During his time in Parliament, Scott served on several committees, including:
- Joint Standing Committee on Delegated Legislation: 14 June 1995 – 14 November 1996; reappointed 26 June 1997 – 10 January 2001
- Standing Committee on Environment and Public Affairs: 28 June 2001 – 23 January 2005
- Select Committee to Review the Legislative Council Standing Committee System: 1997
- Select Committee on Rules, Orders and Usage of the House: 2002–2003
- Select Committee into Workers Compensation: 2004

He also introduced several private members' bills on issues such as public interest disclosures, genetically modified organisms, and urban planning. Notable examples include:
- Public Interests Disclosures Bill 1997
- Genetically Modified Material (Temporary Prohibition) Bill 1999
- Metropolitan Region Scheme (Fremantle Controlled Access Highways) Bill 2001

He held the seat until 2005, when he resigned to contest the Legislative Assembly seat of Fremantle, unsuccessfully.

== Legacy ==
Scott’s election marked a major milestone for the Greens in Western Australia, establishing a presence in state politics. His contributions helped solidify the party’s future influence in the WA Parliament.

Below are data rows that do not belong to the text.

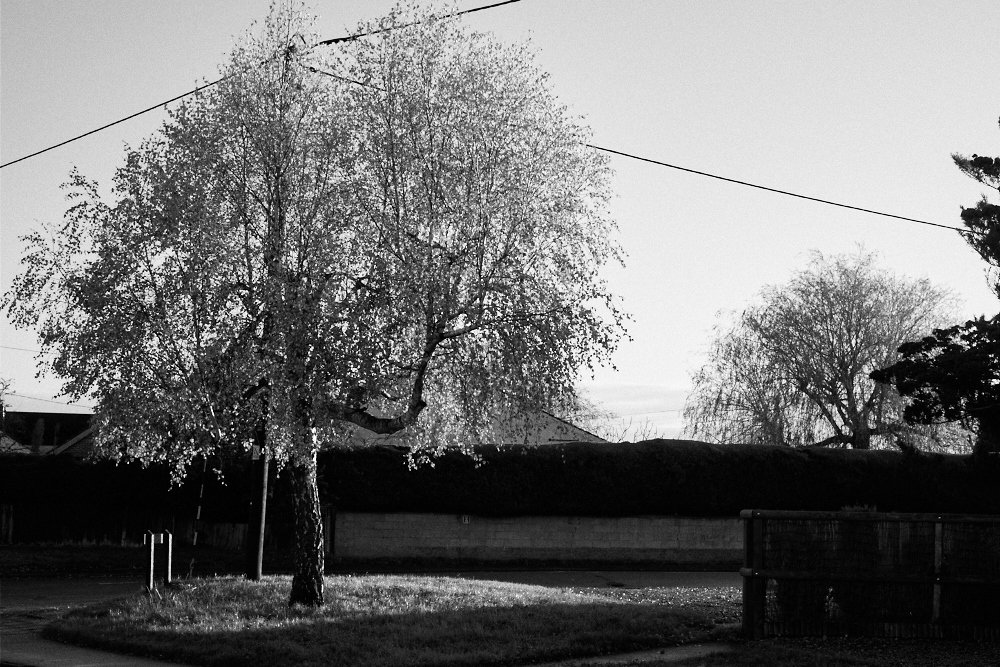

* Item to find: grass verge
[47,575,739,667]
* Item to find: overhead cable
[307,60,984,234]
[0,0,521,169]
[585,144,983,234]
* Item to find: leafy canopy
[684,252,949,449]
[5,3,623,471]
[872,117,1000,454]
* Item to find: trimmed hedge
[320,440,1000,516]
[0,440,1000,541]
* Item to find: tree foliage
[684,251,950,449]
[872,116,1000,455]
[1,1,622,604]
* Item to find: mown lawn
[47,575,739,667]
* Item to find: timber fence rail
[740,510,1000,641]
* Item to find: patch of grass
[0,542,287,579]
[47,575,738,667]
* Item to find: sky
[0,0,1000,436]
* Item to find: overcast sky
[0,0,1000,435]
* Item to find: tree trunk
[972,410,1000,463]
[851,428,872,449]
[288,452,323,607]
[246,444,270,581]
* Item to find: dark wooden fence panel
[740,510,1000,639]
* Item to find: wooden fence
[740,510,1000,640]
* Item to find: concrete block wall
[327,512,743,569]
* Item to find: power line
[0,345,41,352]
[585,144,984,234]
[0,0,521,169]
[316,0,521,46]
[307,66,985,240]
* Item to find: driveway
[441,570,743,588]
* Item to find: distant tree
[684,252,950,449]
[872,117,1000,457]
[1,2,621,605]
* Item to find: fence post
[142,530,156,597]
[163,530,174,586]
[740,510,767,639]
[931,516,944,623]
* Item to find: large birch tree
[6,2,622,605]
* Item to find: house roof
[3,392,94,415]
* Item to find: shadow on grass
[46,602,715,667]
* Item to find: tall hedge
[320,440,1000,516]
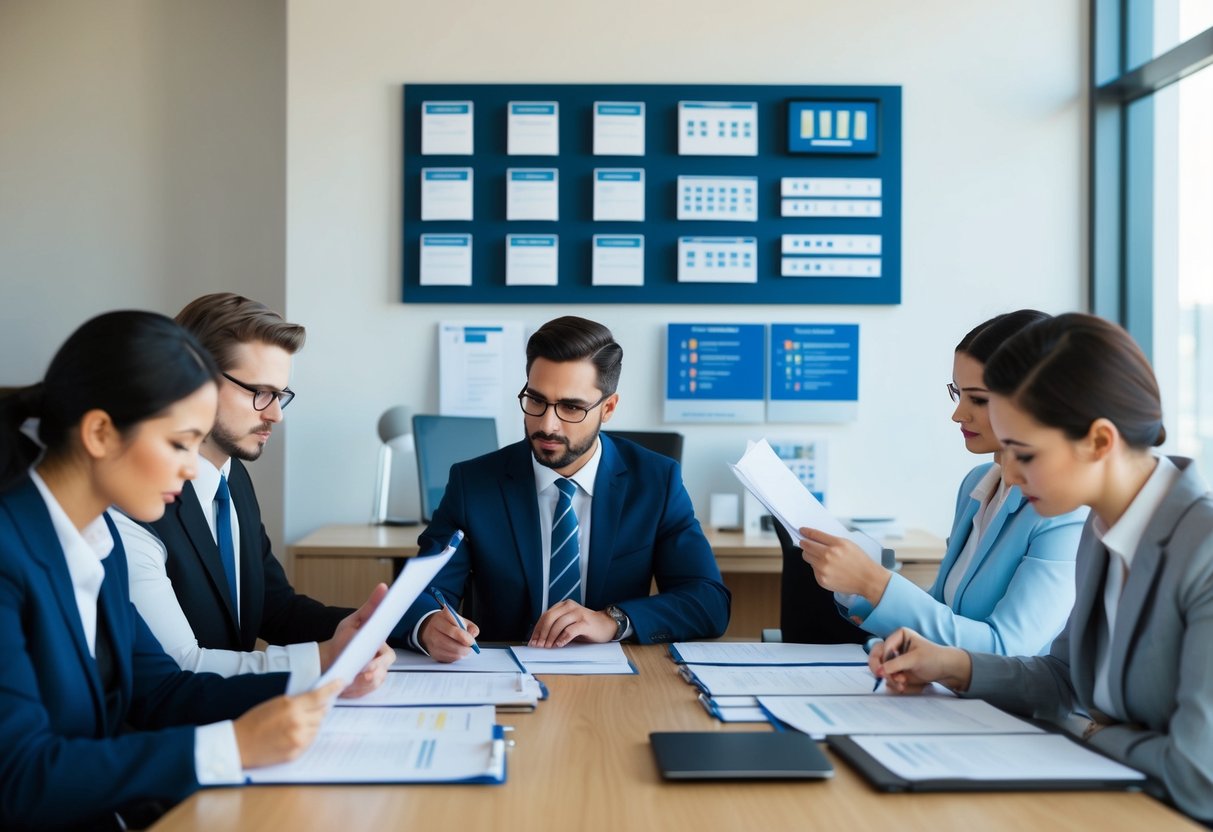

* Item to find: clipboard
[826,734,1147,792]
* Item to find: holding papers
[249,707,506,783]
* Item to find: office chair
[775,523,871,644]
[605,431,683,465]
[412,414,497,523]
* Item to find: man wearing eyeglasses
[397,317,729,661]
[114,292,393,696]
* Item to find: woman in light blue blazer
[0,312,340,830]
[801,309,1087,655]
[870,314,1213,824]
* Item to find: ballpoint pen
[429,587,480,653]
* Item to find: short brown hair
[175,292,307,371]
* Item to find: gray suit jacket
[968,457,1213,821]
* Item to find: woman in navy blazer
[870,314,1213,824]
[801,309,1087,655]
[0,312,340,830]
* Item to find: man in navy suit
[397,317,729,661]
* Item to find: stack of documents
[509,642,637,676]
[247,706,506,783]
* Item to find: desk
[286,524,944,640]
[154,645,1200,832]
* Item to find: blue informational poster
[767,324,859,422]
[665,324,765,422]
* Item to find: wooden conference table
[154,645,1201,832]
[286,524,944,640]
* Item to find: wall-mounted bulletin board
[402,84,901,304]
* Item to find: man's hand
[530,599,616,648]
[417,610,480,662]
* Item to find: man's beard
[530,422,603,469]
[211,422,272,462]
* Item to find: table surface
[154,645,1201,832]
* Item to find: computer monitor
[412,414,497,523]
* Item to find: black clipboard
[826,735,1147,792]
[649,731,833,780]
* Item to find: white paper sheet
[594,167,644,222]
[758,696,1042,740]
[313,546,455,690]
[509,642,636,676]
[420,234,472,286]
[421,101,474,156]
[388,648,522,673]
[506,101,560,156]
[421,167,473,222]
[506,167,560,221]
[336,671,542,708]
[854,734,1145,781]
[687,665,884,697]
[592,234,644,286]
[673,642,867,667]
[247,706,505,783]
[506,234,560,286]
[594,101,644,156]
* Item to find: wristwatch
[603,604,631,642]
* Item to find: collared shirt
[944,463,1010,606]
[1092,456,1183,719]
[109,457,320,694]
[29,468,244,786]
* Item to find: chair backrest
[605,431,683,465]
[412,414,497,523]
[775,522,871,644]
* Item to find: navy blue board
[402,84,901,304]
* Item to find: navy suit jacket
[0,478,287,830]
[397,433,729,644]
[144,460,353,653]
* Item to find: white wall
[0,0,286,550]
[286,0,1087,538]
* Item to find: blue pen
[429,587,480,653]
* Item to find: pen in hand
[872,650,901,694]
[429,587,480,653]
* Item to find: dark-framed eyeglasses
[518,387,610,424]
[220,372,295,410]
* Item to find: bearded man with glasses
[397,317,730,661]
[113,292,393,696]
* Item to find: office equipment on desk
[670,642,867,667]
[758,688,1044,740]
[649,731,833,780]
[696,694,770,724]
[828,733,1145,792]
[679,665,879,696]
[336,671,546,711]
[371,405,421,525]
[247,706,506,785]
[312,543,463,690]
[604,431,683,462]
[412,414,497,523]
[388,646,526,673]
[509,642,637,676]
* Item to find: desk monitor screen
[412,414,497,523]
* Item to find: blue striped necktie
[547,478,581,606]
[215,474,240,617]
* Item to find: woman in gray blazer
[870,314,1213,822]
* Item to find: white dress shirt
[29,468,244,786]
[1092,456,1181,720]
[109,457,320,694]
[944,463,1010,606]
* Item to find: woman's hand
[867,627,973,694]
[801,528,893,606]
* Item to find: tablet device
[649,731,833,780]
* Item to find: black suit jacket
[146,460,353,651]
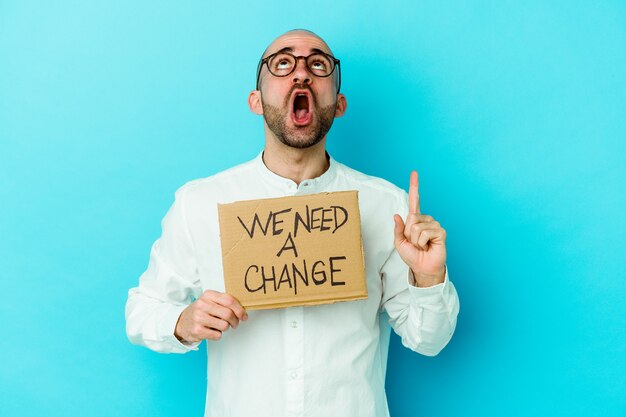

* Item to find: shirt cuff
[161,305,202,353]
[408,265,449,303]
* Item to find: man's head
[248,29,347,148]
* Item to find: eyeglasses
[256,51,341,92]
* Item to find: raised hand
[393,171,446,287]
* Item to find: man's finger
[409,171,420,214]
[393,214,405,245]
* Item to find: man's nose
[292,57,311,84]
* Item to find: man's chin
[278,135,322,149]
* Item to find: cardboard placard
[218,191,367,309]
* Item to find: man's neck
[263,138,330,184]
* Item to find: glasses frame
[256,51,341,93]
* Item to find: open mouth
[291,92,313,126]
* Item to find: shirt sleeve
[126,187,201,353]
[381,188,460,356]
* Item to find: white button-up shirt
[126,153,459,417]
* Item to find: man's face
[251,31,345,149]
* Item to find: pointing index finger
[409,171,420,214]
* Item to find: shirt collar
[254,151,337,190]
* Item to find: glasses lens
[306,54,335,77]
[267,54,296,77]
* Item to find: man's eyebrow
[311,48,334,58]
[266,46,293,56]
[266,46,332,56]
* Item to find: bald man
[126,30,459,417]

== Political views and advocacy ==
As the first Greens (WA) member elected to the Western Australian Parliament, Jim Scott was a prominent advocate for environmental protection, government transparency, and civil liberties. He supported reforms to strengthen the role of the Legislative Council as an effective house of review and was critical of government inaction on environmental issues.